M. le président. Vous avez estimé à 300 le nombre de vos clients ayant souscrit des emprunts toxiques. Quel est le mark-to-market de l’ensemble de vos transactions hors charte Gissler ?

M. Pierre Mariani. Par définition, ce chiffre change tous les jours. Pour les collectivités locales, le mark-to-market global avoisine les 7 milliards d’euros.

M. le président. Puisqu’ils varient tous les jours, quels sont les chiffres que vous donnez aux collectivités ?

M. Pierre Mariani. En premier lieu, notre groupe est à ma connaissance le seul à envoyer aux collectivités, depuis 2009, une information complète sur leur situation, y compris sur le montant du mark-to-market à la fin de l’année. Si un client a souscrit un emprunt à taux fixe, le mark-to-market peut être négatif compte tenu du faible niveau actuel des taux d’intérêt ; mais il ne sera jamais payé si le prêt n’est pas remboursé de façon anticipée.

Sur les autres indices, la volatilité est aujourd’hui considérable : nous sommes pour ainsi dire en dehors de toutes les hypothèses de valorisation initiales.

Pour être précis, 346 collectivités locales, 68 établissements de santé et 31 organismes de logement social ont souscrit des emprunts à taux structurés hors charte Gissler.

M. Olivier Klein. L’encours total des prêts consentis aux collectivités locales et aux établissements publics concernés, soit 27 000 clients, s’élève à 62 milliards d’euros, dont 4,6 milliards de prêts structurés, lesquels représentent donc 7,4 % de l’encours et concernent seulement 5,2 % de nos clients. Nous n’avons donc manifestement pas démarché massivement dans ce domaine. L’encours des emprunts hors charte Gissler est de 1,1 milliard d’euros et concerne 0,6 % de nos clients.

M. le président. Selon les représentants des chambres régionales des comptes, les produits qui posent problème sont ceux situés à partir du seuil C3. J’aimerais donc que vous limitiez vos analyses à ces produits, ou aux produits hors charte Gissler.

M. Olivier Klein. Je peux bien entendu communiquer ces données à la commission d’enquête.

M. le rapporteur. Il doit être possible de les calculer à partir des éléments que vous avez donnés.

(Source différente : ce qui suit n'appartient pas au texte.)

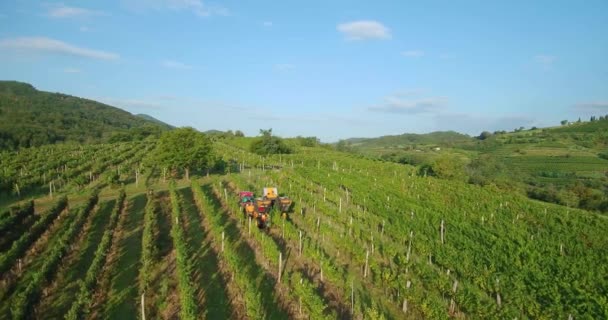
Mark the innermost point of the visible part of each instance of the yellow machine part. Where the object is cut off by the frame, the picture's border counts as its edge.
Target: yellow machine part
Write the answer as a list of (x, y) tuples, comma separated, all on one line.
[(271, 193), (262, 202)]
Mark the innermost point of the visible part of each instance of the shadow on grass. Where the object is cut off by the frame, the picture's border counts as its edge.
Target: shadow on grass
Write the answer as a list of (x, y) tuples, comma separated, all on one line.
[(68, 287), (123, 296), (205, 262)]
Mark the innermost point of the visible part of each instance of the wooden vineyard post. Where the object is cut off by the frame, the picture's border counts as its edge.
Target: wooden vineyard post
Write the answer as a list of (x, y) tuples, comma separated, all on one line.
[(498, 299), (143, 310), (321, 270), (300, 248), (222, 241), (352, 298), (366, 261), (452, 302), (280, 265), (442, 231)]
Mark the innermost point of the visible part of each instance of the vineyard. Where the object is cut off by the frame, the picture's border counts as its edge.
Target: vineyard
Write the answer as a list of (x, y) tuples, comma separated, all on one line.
[(90, 232)]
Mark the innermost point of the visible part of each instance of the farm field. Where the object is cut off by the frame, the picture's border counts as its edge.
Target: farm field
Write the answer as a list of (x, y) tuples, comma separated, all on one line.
[(364, 239)]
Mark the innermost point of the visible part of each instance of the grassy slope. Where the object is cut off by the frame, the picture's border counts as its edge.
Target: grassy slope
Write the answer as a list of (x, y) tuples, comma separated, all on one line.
[(29, 117)]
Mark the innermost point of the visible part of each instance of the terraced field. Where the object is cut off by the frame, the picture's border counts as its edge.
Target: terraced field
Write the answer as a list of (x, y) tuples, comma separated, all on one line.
[(364, 239)]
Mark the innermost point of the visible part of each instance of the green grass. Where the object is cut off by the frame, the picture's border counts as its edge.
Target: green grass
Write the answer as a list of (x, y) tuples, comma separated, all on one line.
[(205, 262), (67, 287), (123, 296)]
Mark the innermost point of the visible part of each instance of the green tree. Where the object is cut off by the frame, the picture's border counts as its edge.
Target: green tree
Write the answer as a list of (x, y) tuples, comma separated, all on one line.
[(183, 149), (269, 144), (446, 167), (484, 135)]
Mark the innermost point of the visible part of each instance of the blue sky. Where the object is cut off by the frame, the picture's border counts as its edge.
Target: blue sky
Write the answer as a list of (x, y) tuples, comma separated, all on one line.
[(332, 69)]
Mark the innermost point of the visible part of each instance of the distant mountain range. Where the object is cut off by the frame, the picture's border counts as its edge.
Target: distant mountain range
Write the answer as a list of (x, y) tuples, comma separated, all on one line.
[(439, 138)]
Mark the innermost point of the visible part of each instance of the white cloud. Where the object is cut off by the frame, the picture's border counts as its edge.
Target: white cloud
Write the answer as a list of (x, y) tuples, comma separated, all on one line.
[(474, 124), (401, 105), (72, 70), (284, 66), (364, 29), (546, 61), (172, 64), (62, 11), (596, 107), (413, 53), (197, 7), (48, 45)]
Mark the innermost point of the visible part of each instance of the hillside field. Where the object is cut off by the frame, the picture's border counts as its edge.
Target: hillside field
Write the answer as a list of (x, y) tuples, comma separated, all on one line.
[(365, 239)]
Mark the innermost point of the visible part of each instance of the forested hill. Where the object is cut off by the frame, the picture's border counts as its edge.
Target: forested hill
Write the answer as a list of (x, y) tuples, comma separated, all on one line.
[(440, 138), (29, 117)]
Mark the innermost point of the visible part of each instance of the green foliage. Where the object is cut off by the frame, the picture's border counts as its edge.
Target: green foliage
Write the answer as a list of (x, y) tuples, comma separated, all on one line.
[(189, 308), (15, 215), (445, 167), (87, 286), (484, 135), (18, 248), (269, 144), (484, 170), (23, 301), (183, 148), (308, 141), (33, 118), (149, 245)]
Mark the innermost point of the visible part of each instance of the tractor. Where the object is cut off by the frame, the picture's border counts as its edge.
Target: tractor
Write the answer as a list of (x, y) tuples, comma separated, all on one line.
[(246, 202), (268, 202)]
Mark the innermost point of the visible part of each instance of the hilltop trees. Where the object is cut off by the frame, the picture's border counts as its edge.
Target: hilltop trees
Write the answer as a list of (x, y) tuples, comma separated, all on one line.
[(183, 149)]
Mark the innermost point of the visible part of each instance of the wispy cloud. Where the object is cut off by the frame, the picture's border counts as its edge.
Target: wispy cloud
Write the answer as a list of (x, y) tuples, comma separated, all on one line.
[(364, 30), (284, 66), (172, 64), (48, 45), (413, 53), (401, 105), (474, 124), (597, 107), (546, 61), (197, 7), (72, 70), (62, 11)]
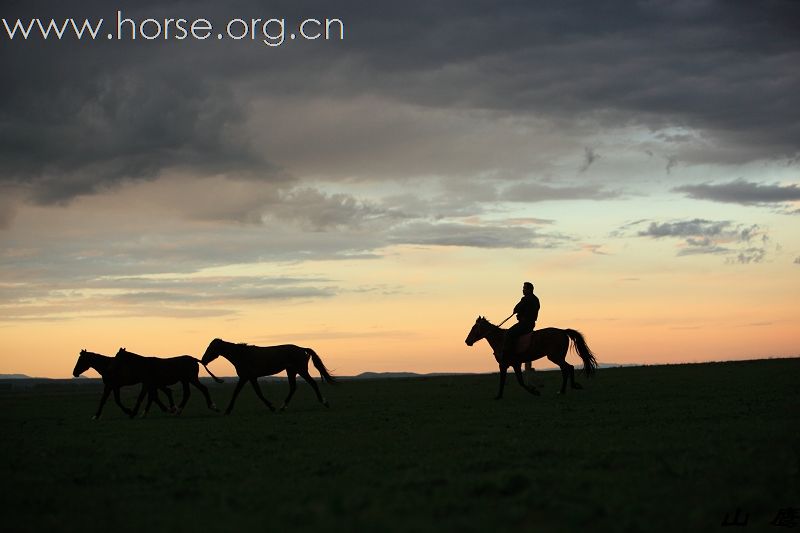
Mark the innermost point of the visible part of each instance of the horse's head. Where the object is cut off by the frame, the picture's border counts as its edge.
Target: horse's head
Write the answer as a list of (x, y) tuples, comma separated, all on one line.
[(477, 332), (83, 364), (213, 351)]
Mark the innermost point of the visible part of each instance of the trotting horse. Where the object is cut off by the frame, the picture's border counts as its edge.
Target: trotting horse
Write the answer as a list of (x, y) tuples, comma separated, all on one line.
[(157, 372), (115, 374), (251, 362), (552, 343)]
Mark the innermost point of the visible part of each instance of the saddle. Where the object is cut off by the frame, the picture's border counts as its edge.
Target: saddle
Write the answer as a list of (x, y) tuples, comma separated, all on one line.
[(524, 343)]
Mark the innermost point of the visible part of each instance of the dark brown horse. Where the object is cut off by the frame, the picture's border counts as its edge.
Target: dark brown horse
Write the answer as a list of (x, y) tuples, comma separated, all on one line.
[(115, 374), (157, 372), (251, 362), (552, 343)]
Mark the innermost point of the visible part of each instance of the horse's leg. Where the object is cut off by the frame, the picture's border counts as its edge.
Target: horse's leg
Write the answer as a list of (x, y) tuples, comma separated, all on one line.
[(572, 378), (564, 366), (185, 398), (521, 381), (211, 405), (158, 402), (503, 371), (254, 383), (292, 375), (138, 401), (236, 392), (103, 398), (306, 376), (172, 409)]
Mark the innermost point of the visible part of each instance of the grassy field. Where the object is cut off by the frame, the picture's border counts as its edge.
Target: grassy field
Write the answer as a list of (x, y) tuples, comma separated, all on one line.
[(662, 448)]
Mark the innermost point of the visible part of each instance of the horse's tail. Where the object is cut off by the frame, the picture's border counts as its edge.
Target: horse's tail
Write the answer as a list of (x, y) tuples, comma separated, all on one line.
[(589, 362), (321, 367), (209, 372)]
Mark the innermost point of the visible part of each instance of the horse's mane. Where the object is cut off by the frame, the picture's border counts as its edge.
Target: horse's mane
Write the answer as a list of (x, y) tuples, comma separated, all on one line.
[(489, 322)]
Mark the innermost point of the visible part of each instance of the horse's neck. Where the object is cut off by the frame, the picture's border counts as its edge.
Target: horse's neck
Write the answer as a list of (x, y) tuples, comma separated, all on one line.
[(232, 353), (101, 363)]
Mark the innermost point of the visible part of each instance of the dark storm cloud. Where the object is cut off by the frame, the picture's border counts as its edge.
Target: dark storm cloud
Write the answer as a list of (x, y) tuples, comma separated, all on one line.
[(77, 117), (742, 192)]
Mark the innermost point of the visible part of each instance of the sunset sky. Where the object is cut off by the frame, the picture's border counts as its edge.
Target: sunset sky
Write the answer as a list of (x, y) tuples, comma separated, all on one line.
[(369, 197)]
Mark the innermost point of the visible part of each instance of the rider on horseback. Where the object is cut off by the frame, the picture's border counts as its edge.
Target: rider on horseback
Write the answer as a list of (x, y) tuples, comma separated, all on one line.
[(527, 311)]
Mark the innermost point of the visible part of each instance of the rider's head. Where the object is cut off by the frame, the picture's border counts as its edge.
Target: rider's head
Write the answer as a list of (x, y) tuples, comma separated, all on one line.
[(527, 288)]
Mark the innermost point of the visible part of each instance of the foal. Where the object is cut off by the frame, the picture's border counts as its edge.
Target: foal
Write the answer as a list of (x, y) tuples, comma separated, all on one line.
[(115, 374), (158, 373)]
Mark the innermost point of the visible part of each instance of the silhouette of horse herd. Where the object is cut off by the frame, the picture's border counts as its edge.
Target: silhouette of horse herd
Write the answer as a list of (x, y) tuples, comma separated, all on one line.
[(251, 362)]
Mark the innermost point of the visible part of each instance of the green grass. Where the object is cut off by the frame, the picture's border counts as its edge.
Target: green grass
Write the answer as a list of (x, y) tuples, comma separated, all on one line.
[(664, 448)]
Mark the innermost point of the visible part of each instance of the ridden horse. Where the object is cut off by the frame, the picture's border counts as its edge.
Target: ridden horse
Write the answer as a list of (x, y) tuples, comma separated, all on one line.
[(251, 362), (158, 372), (115, 374), (550, 342)]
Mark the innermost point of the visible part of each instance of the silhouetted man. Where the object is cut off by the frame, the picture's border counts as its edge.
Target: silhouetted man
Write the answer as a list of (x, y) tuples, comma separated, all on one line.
[(527, 311)]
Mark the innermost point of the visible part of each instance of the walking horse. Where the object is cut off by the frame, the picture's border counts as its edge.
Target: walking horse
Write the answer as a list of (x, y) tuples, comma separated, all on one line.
[(552, 343)]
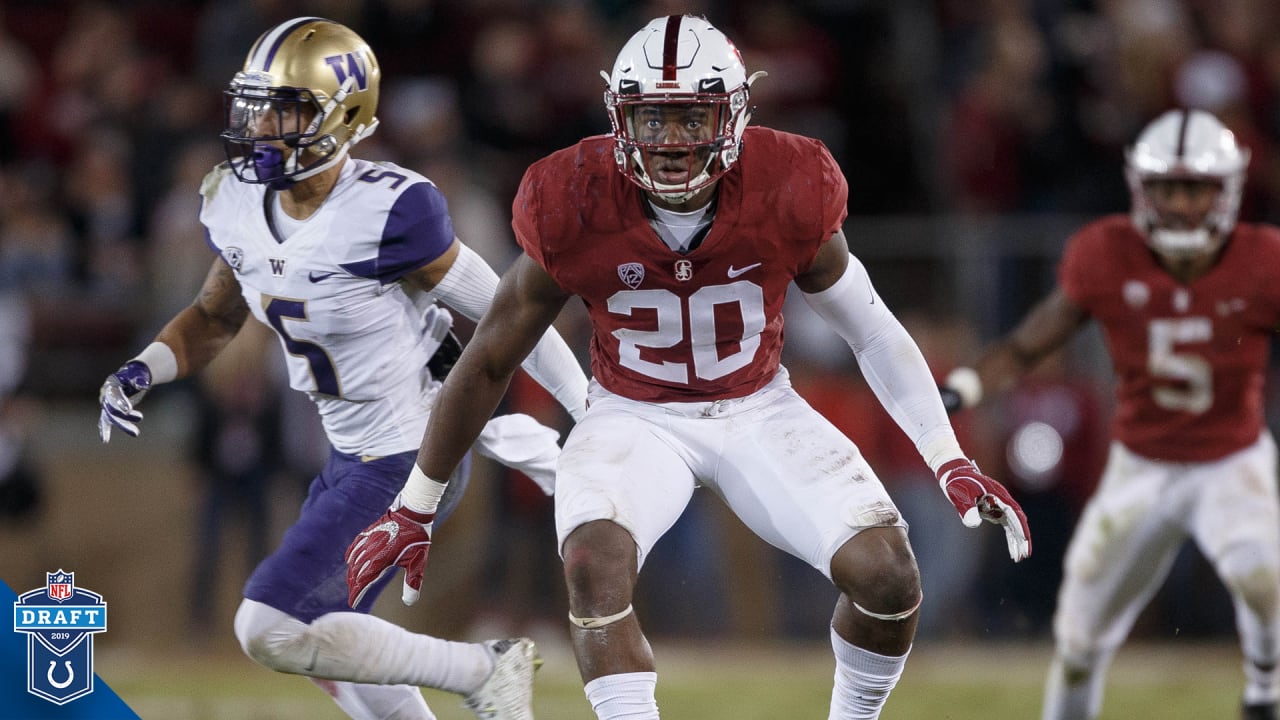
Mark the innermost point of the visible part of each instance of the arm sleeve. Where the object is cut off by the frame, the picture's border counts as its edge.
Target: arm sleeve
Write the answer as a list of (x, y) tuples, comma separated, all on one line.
[(890, 360), (470, 286)]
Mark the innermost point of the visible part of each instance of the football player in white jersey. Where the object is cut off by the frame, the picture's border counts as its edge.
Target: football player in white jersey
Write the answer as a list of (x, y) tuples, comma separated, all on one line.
[(343, 259)]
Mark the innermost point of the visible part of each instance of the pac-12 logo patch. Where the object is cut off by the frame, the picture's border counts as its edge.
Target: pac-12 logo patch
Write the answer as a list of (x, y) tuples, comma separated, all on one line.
[(60, 620)]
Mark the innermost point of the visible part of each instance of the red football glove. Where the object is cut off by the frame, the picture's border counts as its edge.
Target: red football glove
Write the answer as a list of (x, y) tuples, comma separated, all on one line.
[(400, 538), (978, 497)]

M. Olivier Klein. Quoi qu’il en soit, les clients concernés par les prêts hors charte Gissler sont très peu nombreux ; nous les rencontrons au moins une fois par an, comme l’ensemble de nos clients ayant souscrit des emprunts structurés. Nous les alertons dès qu’un prêt commence à poser des problèmes, tout en leur faisant des propositions.

Nous ne percevons aucune marge additionnelle sur les indemnités de remboursement anticipé, lesquelles correspondent strictement au coût de retournement des positions aux taux en vigueur. Lorsque le prêt comporte des options, Natixis nous en communique la valorisation au jour dit sur le marché.

Bien entendu, nous proposons beaucoup d’autres solutions, telles que l’allongement des échéances ou le refinancement de l’indemnité et du prêt. D’ailleurs, 20 % de nos clients se sont défaits de leur emprunt : 10 % de façon définitive depuis 2008, et 10 % de façon transitoire.

Le groupe Caisses d’épargne s’était par ailleurs interdit de vendre ces prêts structurés hors charte aux collectivités locales de moins de 10 000 habitants, sauf demande expresse de leur part.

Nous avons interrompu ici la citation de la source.